Finanzierungsvertrag für Kreisverkehr unterzeichnet

Kategorie: Aktuelles
Von: Redaktion

Strahlende Gesichter für eine runde Sache: Am vergangenen Freitag wurde im Rathaus Offenau die Vereinbarung über den Bau des Kreisverkehrs am südlichen Ortseingang unterzeichnet. (v.l.n.r.: Thomas Thullner, Abteilungsleiter Straßen und Verkehr beim Landratsamt Heilbronn, Nicole Bosch, Baureferat Nord beim Regierungspräsidium Stuttgart, Günter Gartenmaier, Leiter des Baureferats Nord, Gert Schönwälder, Abteilungsdirektor Straßenwesen und Verkehr beim Regierungspräsidium Stuttgart, Verkehrsplaner und –fachingenieur Uwe Zimmermann aus Haßmersheim, Bürgermeister Michael Folk und Erich Haffelder, Ingenieurbüro Willaredt aus Sinsheim) (Foto: Gemeinde Offenau)

Der lang ersehnter Einstieg in das ganzheitliche Verkehrskonzept der Gemeinde Offenau ist auch der Startschuss für die Erweiterung des Gewerbegebiets Talweg

Eine runde Sache besiegelten am vergangenen Freitag im Rathaus Offenau Bürgermeister Michael Folk und Gert Schönwälder, Abteilungsdirektor beim Regierungspräsidium Stuttgart und zuständig für das Straßenwesen und den Verkehr im Beisein von Vertretern verschiedener Straßenbehörden und Ingenieurbüros: Die Bundesrepublik Deutschland, vertreten durch das Regierungspräsidium Stuttgart, beteiligt sich mit 303.000 Euro am Bau eines Kreisverkehrs an der Einfahrt zum Offenauer Gewerbegebiet Talweg am südlichen Ortseingang.
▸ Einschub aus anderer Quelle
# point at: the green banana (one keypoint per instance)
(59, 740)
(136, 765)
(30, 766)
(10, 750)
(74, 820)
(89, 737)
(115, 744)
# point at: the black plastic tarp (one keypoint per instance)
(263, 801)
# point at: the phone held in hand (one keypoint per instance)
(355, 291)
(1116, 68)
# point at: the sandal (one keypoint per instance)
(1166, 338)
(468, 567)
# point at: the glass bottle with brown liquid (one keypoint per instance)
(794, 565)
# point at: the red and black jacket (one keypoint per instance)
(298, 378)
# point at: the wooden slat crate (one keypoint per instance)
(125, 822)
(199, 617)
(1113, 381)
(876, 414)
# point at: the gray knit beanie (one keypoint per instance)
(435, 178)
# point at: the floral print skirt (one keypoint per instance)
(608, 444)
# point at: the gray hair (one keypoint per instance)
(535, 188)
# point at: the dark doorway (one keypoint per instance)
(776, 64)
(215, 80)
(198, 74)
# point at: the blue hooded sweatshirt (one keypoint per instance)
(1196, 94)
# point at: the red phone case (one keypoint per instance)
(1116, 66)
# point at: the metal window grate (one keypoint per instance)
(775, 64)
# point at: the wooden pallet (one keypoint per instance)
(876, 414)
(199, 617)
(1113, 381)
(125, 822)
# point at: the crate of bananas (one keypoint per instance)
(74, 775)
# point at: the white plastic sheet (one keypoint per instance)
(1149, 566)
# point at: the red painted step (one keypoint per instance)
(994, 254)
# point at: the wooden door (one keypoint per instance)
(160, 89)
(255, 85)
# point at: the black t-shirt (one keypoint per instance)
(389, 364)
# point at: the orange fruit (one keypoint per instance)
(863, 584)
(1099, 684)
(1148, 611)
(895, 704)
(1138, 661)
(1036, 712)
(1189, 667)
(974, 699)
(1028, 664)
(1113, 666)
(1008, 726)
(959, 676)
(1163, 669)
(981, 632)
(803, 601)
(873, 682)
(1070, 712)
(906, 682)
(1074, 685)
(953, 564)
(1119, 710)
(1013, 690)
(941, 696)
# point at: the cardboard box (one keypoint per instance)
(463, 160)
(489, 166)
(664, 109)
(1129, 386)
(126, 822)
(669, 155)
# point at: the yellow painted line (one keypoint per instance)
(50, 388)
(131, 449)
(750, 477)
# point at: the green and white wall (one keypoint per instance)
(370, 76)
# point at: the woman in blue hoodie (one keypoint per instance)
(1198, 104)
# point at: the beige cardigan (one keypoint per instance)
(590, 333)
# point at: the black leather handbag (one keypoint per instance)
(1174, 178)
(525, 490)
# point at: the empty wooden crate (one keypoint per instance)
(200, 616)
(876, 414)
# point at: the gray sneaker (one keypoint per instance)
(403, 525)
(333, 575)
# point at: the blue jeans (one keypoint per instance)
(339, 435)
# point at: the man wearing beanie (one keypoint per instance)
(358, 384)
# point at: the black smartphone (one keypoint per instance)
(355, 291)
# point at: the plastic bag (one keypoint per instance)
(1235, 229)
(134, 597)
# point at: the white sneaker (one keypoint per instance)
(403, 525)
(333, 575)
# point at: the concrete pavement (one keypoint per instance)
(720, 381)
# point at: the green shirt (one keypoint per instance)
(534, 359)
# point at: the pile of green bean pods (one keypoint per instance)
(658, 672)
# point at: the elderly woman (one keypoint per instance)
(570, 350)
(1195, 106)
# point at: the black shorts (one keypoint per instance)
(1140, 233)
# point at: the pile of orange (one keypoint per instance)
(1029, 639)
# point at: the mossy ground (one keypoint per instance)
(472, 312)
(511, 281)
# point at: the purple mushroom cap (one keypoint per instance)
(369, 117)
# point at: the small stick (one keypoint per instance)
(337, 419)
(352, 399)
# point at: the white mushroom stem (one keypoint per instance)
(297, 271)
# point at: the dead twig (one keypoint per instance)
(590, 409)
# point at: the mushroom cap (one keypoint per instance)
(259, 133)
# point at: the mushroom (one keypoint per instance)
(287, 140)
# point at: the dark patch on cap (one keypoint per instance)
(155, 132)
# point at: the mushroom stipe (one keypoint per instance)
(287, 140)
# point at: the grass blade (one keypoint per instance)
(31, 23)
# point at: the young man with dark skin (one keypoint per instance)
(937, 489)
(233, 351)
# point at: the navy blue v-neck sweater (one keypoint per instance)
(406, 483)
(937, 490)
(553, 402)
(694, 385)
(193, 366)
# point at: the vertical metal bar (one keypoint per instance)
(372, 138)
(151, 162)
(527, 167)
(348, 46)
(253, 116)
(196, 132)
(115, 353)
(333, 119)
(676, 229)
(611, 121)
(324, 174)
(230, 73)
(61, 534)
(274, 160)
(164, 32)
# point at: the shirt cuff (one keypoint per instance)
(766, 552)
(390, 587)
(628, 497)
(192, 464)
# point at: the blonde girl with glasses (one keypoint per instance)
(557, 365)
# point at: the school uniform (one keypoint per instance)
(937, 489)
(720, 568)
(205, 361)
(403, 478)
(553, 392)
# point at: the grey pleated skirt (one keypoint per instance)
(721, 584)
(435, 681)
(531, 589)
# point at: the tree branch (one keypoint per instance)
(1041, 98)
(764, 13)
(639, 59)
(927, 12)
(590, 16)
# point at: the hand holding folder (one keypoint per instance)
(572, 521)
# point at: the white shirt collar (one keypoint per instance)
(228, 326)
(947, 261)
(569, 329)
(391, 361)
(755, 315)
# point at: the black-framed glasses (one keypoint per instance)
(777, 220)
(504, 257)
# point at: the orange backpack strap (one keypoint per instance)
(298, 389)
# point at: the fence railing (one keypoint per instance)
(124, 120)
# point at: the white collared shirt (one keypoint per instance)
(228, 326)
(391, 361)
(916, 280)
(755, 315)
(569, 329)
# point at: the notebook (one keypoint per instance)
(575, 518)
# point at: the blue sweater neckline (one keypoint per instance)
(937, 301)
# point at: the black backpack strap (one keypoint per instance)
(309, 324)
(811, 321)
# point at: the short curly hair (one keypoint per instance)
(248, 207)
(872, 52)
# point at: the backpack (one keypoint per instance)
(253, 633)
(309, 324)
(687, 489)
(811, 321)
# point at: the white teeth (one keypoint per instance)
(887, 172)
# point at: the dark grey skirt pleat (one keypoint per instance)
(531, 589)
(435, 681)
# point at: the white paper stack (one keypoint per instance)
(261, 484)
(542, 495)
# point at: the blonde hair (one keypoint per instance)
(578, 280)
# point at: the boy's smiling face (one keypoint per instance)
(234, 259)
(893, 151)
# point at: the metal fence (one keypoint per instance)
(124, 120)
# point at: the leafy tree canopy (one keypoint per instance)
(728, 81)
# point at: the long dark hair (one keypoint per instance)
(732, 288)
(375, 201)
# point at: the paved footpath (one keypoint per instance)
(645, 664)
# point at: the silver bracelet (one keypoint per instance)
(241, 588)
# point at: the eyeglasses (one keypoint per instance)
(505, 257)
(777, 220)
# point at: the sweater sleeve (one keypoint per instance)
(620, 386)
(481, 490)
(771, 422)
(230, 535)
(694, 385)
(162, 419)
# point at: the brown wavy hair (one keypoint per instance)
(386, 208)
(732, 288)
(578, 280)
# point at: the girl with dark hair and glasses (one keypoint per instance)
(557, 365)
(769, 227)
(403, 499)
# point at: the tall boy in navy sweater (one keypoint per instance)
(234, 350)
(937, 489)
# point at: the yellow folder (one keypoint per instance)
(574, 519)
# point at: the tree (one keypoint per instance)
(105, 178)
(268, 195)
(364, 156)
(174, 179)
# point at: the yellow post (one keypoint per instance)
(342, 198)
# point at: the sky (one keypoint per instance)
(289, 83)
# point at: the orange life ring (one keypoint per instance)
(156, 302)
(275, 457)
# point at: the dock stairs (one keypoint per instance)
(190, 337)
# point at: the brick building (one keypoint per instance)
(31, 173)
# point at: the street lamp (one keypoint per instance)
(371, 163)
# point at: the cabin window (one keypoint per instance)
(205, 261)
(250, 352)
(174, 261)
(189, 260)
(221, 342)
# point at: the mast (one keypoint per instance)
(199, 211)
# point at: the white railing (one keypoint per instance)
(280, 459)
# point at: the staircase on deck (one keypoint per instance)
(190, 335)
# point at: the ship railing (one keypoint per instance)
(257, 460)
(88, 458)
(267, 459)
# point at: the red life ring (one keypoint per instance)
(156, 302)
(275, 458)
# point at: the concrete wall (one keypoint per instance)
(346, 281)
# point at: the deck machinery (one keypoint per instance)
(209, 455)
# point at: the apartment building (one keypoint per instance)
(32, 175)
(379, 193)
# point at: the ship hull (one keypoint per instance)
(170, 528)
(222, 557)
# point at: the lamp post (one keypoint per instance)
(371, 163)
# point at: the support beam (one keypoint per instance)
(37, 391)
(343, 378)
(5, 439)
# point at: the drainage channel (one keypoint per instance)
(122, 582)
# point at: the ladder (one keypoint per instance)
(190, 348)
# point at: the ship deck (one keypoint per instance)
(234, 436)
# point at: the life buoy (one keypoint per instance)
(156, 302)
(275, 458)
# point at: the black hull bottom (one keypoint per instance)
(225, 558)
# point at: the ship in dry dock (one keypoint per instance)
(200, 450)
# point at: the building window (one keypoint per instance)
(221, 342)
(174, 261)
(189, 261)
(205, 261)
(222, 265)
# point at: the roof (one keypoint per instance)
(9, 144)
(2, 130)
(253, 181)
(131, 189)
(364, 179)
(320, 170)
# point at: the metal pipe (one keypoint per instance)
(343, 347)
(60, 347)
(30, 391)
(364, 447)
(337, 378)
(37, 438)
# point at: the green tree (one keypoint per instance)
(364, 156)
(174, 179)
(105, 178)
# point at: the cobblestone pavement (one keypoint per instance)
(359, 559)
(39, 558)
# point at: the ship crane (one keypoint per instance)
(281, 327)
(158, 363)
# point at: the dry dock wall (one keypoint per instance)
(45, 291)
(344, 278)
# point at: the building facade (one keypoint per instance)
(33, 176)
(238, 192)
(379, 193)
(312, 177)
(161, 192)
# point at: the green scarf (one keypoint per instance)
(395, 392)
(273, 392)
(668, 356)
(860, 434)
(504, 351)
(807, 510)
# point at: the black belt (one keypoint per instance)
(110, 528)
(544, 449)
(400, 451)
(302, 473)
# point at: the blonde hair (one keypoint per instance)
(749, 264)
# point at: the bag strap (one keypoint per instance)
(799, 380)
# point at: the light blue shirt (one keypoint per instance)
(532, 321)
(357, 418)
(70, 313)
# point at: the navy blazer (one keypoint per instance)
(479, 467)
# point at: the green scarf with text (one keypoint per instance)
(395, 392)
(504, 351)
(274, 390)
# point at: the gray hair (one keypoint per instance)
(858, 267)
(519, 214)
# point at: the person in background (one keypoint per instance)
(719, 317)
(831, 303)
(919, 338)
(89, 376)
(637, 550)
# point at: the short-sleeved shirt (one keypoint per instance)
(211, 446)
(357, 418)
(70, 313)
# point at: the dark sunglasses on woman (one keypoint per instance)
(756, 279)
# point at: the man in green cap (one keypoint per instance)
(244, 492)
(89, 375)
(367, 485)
Der Kreisel ersetzt die dort bislang nur einseitig von der Bundesstraße möglich Abfahrt in das Gewerbegebiet.
Für die Gemeinde Offenau ist der 35 Meter große und vom Ingenieurbüro Uwe Zimmermann in Haßmersheim geplante Kreisverkehr nicht nur der ersehnte Einstieg in das von langer Hand entworfene ganzheitliche Konzept zur Verbesserung der Verkehrssituation auf und entlang ihrer Ortsdurchfahrt.
Der neue Kreisel macht auch den Weg frei für die Vergrößerung des Gewerbegebiets Talweg auf der gegenüberliegenden Seite der Bundesstraße, die schon seit einiger Zeit unter dem Namen „Erweiterung Offenau Süd“ als Bebauungsplan in der Gemeindeschublade liegt. Nach einer gescheiterten Klage vor dem Bundesverwaltungsgericht in Leipzig vor zwei Jahren hat die Gemeinde ihre Planungen zur Ansiedelung von Einzelhandel mittlerweile so weit verändert, dass die neue Konzeption in einer ersten Anhörungsrunde während des vergangenen Sommers von den übergeordneten Behörden und Anliegern mit kleineren Anmerkungen gebilligt worden war.
Die Ausschreibung für den Kreisverkehr soll noch im Winter durchgeführt werden. Die Bagger könnten dann bereits im kommenden Frühjahr anrollen, und den symbolischen Spatenstich vom vergangenen Freitag schon bald in echt nachholen.